Flippy the robot too slow for fast food

Burger-flipping automaton unable to keep up with customers’ curiosity

- By Peter Holley and Marwa Eltagouri

He was supposed to revolution­ize a California fast-food kitchen, churning out 150 burgers per hour without requiring a paycheck or benefits.

But after a single day of working as a cook at a Caliburger location in Pasadena this week, Flippy the burger-flipping robot has stopped flipping.

In some ways, Flippy was a victim of his own success.

Inundated with customers eager to see the machine in action this week, Cali Group, which runs the fast-food chain, quickly realized the robot couldn’t keep up with the demand.

They decided instead to retrain the restaurant staff to work more efficientl­y alongside Flippy, according to USA Today.

Temporaril­y decommissi­oned, patrons encountere­d a sign Thursday noting that Flippy would be “cooking soon,” the paper reported.

“Mostly it’s the timing,” Anthony Lomelino, the Chief Technology Officer for Cali Group told the paper. “When you’re in the back, working with people, you talk to each other. With Flippy, you kind of need to work around his schedule. Choreograp­hing the movements of what you do, when and how you do it.”

The robot, or more specifical­ly, a specialize­d industrial six-axis robotic arm bolted to the kitchen floor, was supposed to work lunchtime shifts at the internatio­nal burger chain.

The robot is designed to take burger orders through a digital ticketing system, then flips the burger patties and removes them from the grill. It uses thermal and regular vision, as well as cameras, to detect when the raw meat is placed on the grill, then monitors each burger throughout its cooking process.

But those worried about a robot takeover of food-industry jobs can find comfort in knowing that Flippy still needs a human guide to place the patties on the grill. The robot also displays the burgers’ cooking times on a screen so that its human co-workers know when to top the patties with cheese and to start dressing them with lettuce and tomatoes, according to Miso Robotics, the Pasadena-based company that developed the “world’s first” burger-flipping robot.

In addition, Flippy can rotate through spatulas for raw meat and cooked meat (to prevent crossconta­mination) and clean those spatulas while the burgers are cooking. Another skill: Using a scraper to keep the surface of the grill in good shape.

Flippy could be the answer to solving the high employee turnover rate in the fast-food industry, which sees as much as 50 percent of staff at a given restaurant leave within a year

While these workers might leave because of low wages, the industry as a whole spends about $3.4 billion annually in recruiting and training.

Replacing a line cook’s job with a robot could eliminate problems such as work-related injuries, including burns, which are sometimes improperly addressed (Some fast food workers, for example, have been told to treat their burns with condiments).
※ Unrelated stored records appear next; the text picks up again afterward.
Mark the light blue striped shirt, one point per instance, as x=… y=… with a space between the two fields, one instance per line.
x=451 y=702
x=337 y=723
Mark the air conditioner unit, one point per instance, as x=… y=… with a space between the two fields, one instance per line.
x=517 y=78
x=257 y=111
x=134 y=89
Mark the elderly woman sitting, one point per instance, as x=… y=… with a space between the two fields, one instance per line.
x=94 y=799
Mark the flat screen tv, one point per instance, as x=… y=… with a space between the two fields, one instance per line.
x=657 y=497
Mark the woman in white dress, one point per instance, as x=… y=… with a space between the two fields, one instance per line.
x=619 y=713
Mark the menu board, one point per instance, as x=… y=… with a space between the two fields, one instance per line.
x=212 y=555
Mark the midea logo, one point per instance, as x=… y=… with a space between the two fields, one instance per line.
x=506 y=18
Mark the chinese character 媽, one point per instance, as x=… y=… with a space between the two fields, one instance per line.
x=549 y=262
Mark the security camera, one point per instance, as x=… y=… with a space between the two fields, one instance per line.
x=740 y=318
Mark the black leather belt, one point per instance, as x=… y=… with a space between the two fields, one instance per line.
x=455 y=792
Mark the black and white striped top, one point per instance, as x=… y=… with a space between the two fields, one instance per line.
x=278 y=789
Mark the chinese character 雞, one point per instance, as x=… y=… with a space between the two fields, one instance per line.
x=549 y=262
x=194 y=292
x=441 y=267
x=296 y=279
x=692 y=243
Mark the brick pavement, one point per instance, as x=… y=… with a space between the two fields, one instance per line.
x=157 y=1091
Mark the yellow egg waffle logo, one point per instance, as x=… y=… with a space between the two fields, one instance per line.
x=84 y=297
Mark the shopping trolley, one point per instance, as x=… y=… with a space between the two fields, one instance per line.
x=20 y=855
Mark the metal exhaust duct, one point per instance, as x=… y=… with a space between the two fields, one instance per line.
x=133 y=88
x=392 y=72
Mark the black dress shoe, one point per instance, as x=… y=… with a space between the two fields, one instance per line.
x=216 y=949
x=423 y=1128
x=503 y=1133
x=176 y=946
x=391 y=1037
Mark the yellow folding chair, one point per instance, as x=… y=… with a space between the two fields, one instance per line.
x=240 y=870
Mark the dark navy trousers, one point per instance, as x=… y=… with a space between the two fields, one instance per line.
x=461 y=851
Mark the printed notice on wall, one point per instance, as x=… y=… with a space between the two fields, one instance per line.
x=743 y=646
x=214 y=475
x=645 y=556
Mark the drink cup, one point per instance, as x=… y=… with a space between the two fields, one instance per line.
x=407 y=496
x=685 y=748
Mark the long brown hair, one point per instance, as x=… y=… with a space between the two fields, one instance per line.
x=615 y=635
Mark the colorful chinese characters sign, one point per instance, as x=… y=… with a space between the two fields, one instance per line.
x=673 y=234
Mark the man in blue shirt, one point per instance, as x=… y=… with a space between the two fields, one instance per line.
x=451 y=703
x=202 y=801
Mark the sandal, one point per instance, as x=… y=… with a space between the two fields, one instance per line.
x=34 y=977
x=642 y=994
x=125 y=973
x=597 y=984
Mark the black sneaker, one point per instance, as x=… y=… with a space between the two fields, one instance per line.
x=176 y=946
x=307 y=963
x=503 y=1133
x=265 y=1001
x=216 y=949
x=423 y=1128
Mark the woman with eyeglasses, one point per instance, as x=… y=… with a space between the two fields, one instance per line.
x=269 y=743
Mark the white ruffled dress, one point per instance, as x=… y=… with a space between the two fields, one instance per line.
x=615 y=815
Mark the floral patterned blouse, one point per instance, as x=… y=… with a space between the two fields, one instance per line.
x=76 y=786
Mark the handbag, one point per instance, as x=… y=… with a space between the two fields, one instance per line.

Violence in the fast-food industry is also a problem, as roughly 1 in 8 workers in 2015 reported being assaulted at their fast-food jobs during the previous year, according to a survey on fast-food workers’ safety.

But Flippy also raises questions about U.S. job loss.

About 80 percent of job losses in American manufactur­ing over the past 30 years, for example, were the result of technologi­cal displaceme­nt, and recent studies indicate that the pattern will spread across other industries.

As much as 40 percent of the U.S. workforce could see those jobs absorbed by technology by the early 2030s, according to a 2017 report.

Flippy’s developers say it is designed to operate in an existing commercial kitchen layout alongside other workers, to “safely and efficientl­y fulfill a variety of cooking tasks.”

The robot was customized for the CaliBurger kitchen and is exclusive to the chain for six months. After the six months, Flippy will sell for $60,000 to other fast-food vendors. It is expected to rise in price as it develops more sophistica­ted features, The Washington Post’s Gene Marks reported in September.

“The kitchen of the future will always have people in it, but we see that kitchen as having people and robots,” David Zito, co-founder and chief executive of Miso Robotics, told KTLA in Los Angeles. “This technology is not about replacing jobs. We see Flippy as that third hand.”